Nell’estate del 1553, cedendo alle richieste dei suoi confratelli più intimi, Ignazio decise di dettare a Luis Gonçalves da Câmara il racconto dei fatti essenziali della sua vita, che potevano nutrire ed ispirare tutti i fedeli. Così nacque l’ Autobiografia , spesso conosciuta con il titolo più suggestivo di Racconto del pellegrino (Utet, traduzione di Mario Gioia, pp. 128, e 5): un libro chiaro, luminoso, una sintassi cristallina: un libro di straordinaria semplicità, moderazione e discrezione dove il tono basso ed umile diventava la strada per portare alla luce la sublimità dello spirito. Non ricordava in nulla o in poco, la temperie dell’ordine che egli fondò in quel tempo: spesso ci viene alla mente la liquidità felice degli scritti di san Francesco.
Come appare nell’ Autobiografia , Ignazio era l’uomo della natura, mentre nella giovinezza aveva coltivato i più squisiti artifici. Meglio sarebbe dire che un artificio soprannaturale aveva cancellato in lui ogni piccolo artificio umano. Ma era anche l’uomo della contraddizione: a volte si sentiva così arido che non trovava alcun gusto nella preghiera vocale, nell’ascoltare la messa, in ogni altra forma di meditazione: a volte, invece, sentiva scomparire dal suo animo ogni tristezza e desolazione, come se qualcuno gli togliesse una pesante cappa dalle spalle. Il rapporto con Dio viveva sotto il segno della discrezione: per quanto si aprisse a quella luce soprannaturale, moderava il tono, quietava la voce, e sentiva che la luce poteva giungergli soltanto di scorcio. Ogni discorso razionale era rifiutato. Se studiava i grandi temi della mente, camminando attraverso i libri della fede, questi sembravano soltanto ostacoli che la luce della rivelazione abbatteva e aboliva.
Ignazio era perseguitato dall’Inquisizione.
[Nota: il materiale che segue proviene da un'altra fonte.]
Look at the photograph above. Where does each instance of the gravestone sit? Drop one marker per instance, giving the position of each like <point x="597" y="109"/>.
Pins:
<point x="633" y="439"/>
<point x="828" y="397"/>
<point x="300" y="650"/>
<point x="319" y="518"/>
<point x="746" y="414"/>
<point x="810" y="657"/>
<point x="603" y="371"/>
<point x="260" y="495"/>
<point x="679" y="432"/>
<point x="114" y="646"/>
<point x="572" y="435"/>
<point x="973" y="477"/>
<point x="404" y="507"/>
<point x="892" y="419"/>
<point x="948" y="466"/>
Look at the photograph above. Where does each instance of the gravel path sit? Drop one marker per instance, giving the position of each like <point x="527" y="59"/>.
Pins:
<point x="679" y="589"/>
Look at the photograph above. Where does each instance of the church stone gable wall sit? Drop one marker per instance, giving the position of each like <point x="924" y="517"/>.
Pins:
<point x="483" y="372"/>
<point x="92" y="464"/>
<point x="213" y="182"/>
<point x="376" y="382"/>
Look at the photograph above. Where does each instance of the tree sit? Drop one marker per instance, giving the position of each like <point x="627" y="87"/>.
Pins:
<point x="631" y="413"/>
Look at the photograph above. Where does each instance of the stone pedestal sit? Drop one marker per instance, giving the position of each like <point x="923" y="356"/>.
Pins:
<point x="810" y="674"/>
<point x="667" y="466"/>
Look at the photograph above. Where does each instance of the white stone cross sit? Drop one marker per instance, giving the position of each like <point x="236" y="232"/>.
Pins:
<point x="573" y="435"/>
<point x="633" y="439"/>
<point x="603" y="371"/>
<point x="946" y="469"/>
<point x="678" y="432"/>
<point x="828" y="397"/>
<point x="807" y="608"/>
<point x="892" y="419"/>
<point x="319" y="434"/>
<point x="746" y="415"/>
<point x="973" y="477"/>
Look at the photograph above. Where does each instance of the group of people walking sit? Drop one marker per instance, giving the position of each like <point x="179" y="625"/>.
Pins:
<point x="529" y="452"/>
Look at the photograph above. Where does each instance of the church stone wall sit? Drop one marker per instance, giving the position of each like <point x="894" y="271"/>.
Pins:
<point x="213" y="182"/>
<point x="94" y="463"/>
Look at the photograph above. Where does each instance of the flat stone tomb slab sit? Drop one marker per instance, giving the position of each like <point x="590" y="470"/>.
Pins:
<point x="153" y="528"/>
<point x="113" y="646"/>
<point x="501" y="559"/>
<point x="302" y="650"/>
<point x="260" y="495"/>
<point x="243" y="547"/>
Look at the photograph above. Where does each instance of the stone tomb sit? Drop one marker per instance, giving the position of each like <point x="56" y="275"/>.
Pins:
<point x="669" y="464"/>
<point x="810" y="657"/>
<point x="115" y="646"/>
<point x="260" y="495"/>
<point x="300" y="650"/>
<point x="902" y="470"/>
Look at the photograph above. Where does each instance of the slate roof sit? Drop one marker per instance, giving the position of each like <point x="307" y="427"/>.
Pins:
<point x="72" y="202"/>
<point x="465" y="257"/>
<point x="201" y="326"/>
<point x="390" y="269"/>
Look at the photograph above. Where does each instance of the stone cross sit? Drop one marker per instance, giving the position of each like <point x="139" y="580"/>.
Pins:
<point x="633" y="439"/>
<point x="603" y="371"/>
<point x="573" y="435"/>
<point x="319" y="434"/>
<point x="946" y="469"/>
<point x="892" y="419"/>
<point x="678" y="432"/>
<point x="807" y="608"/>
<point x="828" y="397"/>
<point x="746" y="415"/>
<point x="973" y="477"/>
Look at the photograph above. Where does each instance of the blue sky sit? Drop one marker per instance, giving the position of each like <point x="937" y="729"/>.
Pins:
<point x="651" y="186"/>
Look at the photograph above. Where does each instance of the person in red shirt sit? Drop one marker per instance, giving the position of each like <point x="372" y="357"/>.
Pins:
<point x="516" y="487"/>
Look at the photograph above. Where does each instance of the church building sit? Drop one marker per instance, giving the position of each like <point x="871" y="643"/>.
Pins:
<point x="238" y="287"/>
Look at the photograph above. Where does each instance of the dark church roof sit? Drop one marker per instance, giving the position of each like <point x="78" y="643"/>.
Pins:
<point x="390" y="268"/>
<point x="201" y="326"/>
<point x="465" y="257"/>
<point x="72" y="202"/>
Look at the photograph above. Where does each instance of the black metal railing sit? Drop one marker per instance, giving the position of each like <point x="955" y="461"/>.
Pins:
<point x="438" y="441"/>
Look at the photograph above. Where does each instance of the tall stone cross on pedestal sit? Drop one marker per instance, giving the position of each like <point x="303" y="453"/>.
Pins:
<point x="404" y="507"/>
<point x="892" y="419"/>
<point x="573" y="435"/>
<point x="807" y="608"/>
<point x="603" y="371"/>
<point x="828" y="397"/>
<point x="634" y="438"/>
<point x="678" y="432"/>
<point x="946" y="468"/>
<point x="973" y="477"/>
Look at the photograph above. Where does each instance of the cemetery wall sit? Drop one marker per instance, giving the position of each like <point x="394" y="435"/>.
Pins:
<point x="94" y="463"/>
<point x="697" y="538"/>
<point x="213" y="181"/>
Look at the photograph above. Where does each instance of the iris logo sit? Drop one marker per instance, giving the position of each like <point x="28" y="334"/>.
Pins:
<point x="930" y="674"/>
Veniva sottoposto continuamente a processi, dai quali usciva assolto: non veniva trovato nulla di riprovevole nelle sue idee e nel suo modo di vivere; ma usciva da un carcere soltanto per entrare in un altro carcere. La chiesa spagnola diffidava di tutte le persone che possedevano doni e carismi straordinari: accusava Ignazio di parlare di cose, come il peccato veniale o mortale, di cui non aveva sufficienti istruzioni; e avvolgeva Ignazio di un estremo sospetto.
Ignazio si inchinò davanti a tutti gli ordini della Chiesa, per quanto gli sembrassero ingiusti e, sopratutto, fuori luogo. Qualche volta non li capiva: «Non vedo proprio — diceva — a cosa serva questa Inquisizione». In primo luogo dichiarò sempre la propria incompetenza teologica e morale. Egli era lo straniero: colui che non sapeva. La condanna al carcere gli era indifferente. «Quanto a me, vi assicuro che non vi sono a Salamanca tanti ceppi e catene che io non ne desideri di più per amore di Dio». Quando un amico gli propose di farlo uscire di prigione, egli rifiutò: «Colui per amore del quale sono finito qui dentro, me ne farà uscire, se questo gli piacerà».
L’ultima parola dell’ Autobiografia di Ignazio coincide con la prima: l’imitazione di Cristo. Immaginò che il maestro fosse Cristo: a un condiscepolo dava il nome di san Pietro, a un altro di san Giovanni, e così con il nome di tutti gli apostoli. «Quando il maestro — diceva — mi darà un comando, penserò che Cristo me lo domanda e se un altro mi domanderà qualcosa, penserò che è san Pietro o san Paolo a domandarmelo».